Duas conferências em duas cidades europeias. Duas tentativas de proibição, uma com êxito. Duas reações diferentes dos políticos e da mídia. Tudo isso nos diz algo sobre o estado atual da liberdade de expressão. Na terça-feira 16, Emir Kir, presidente da Câmara de Bruxelas, na Bélgica, gerou manchetes internacionais quando tentou proibir uma conferência conservadora na cidade, a NatCon. A tentativa falhou, foi denunciada como “inaceitável” pelo primeiro-ministro belga, Alexander de Croo, e considerada ilegal pelo mais alto tribunal administrativo.

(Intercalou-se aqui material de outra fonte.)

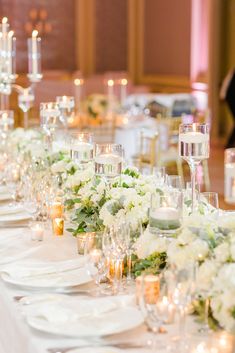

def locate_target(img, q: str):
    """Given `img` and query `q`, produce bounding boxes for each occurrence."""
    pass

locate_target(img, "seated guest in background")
[220,69,235,148]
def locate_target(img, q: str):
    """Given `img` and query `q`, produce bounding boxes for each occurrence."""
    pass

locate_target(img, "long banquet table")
[0,228,224,353]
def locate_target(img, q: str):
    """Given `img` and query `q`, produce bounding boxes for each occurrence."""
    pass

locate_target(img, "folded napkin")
[0,210,32,224]
[1,257,86,279]
[23,295,133,324]
[0,205,25,216]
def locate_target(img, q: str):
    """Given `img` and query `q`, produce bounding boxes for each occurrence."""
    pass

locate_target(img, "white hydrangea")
[135,228,169,259]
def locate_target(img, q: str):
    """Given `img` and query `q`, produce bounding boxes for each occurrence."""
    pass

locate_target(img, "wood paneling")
[94,0,128,73]
[0,0,76,72]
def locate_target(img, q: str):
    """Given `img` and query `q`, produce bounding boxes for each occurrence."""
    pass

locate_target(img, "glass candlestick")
[28,30,42,82]
[56,96,75,126]
[179,123,210,213]
[70,132,93,164]
[40,102,61,148]
[95,143,123,179]
[18,87,34,129]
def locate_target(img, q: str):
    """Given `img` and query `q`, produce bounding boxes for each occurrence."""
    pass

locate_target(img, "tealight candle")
[52,218,64,236]
[136,275,160,304]
[150,207,180,230]
[31,223,44,241]
[179,131,209,143]
[50,202,63,219]
[77,232,96,255]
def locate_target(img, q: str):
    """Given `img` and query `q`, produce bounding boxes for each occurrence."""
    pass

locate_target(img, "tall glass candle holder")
[28,30,42,82]
[95,143,123,179]
[70,132,93,164]
[40,102,60,148]
[224,148,235,205]
[179,123,210,213]
[56,96,75,126]
[18,87,34,129]
[0,110,14,139]
[149,190,183,236]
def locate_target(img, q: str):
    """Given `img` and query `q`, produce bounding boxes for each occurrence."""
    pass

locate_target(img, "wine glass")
[179,123,210,213]
[84,233,108,295]
[18,87,34,129]
[199,191,219,215]
[70,132,93,164]
[139,272,173,352]
[149,190,183,236]
[165,262,196,351]
[95,143,123,179]
[0,110,14,140]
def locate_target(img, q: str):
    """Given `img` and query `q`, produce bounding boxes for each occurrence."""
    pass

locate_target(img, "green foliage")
[132,252,167,277]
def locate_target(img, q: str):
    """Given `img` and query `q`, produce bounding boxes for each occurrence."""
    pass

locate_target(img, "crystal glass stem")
[24,110,29,129]
[189,161,198,213]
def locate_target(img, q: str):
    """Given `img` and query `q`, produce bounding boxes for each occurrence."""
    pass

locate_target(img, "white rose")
[214,243,230,262]
[51,160,67,174]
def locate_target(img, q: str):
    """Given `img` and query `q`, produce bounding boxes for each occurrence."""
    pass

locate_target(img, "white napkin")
[0,210,32,223]
[1,257,86,279]
[0,205,25,216]
[23,295,132,324]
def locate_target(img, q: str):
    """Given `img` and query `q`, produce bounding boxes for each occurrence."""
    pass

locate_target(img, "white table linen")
[0,229,229,353]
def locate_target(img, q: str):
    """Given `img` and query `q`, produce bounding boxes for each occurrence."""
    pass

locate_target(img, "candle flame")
[73,78,83,86]
[32,29,38,38]
[108,80,114,87]
[121,78,128,86]
[8,31,14,38]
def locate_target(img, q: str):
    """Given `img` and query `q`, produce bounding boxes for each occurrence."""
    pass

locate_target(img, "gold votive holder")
[50,201,63,219]
[52,218,64,236]
[136,275,160,304]
[106,258,124,282]
[77,232,96,255]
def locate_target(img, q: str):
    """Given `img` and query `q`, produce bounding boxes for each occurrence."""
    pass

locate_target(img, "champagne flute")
[179,123,210,213]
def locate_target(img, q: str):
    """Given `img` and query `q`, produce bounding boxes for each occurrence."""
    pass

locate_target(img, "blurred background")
[0,0,235,142]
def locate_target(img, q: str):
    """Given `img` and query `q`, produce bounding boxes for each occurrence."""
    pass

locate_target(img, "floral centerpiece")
[13,129,235,333]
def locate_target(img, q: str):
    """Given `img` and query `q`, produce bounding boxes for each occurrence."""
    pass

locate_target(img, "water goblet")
[84,233,108,295]
[199,191,219,216]
[139,272,173,352]
[179,123,210,213]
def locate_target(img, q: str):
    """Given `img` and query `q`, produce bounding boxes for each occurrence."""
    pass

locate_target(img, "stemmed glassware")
[84,233,108,295]
[149,190,183,236]
[18,87,34,129]
[139,271,174,352]
[56,96,75,126]
[40,102,63,148]
[70,132,93,165]
[179,123,210,213]
[95,143,123,180]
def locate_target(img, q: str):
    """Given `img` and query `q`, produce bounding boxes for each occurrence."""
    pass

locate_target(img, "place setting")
[0,6,235,353]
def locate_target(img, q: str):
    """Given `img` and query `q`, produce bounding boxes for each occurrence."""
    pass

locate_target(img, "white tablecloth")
[0,228,229,353]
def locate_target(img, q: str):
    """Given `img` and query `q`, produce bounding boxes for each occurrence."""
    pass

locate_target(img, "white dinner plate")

Cinco dias antes, com muito menos comentários ou condenações, a polícia de Berlim encerrou à força uma conferência sobre a Palestina. Ghassan Abu-Sittah, reitor da Universidade de Glasgow e cirurgião reconstrutivo que deveria falar sobre suas experiências nos hospitais de Gaza, foi proibido de entrar na Alemanha. O ex-ministro das Finanças grego Yanis Varoufakis, agora secretário-geral do movimento de esquerda DiEM25, foi alvo de um betätigungsverbot, proibição de qualquer atividade política, incluindo a participação por vídeo de outro país.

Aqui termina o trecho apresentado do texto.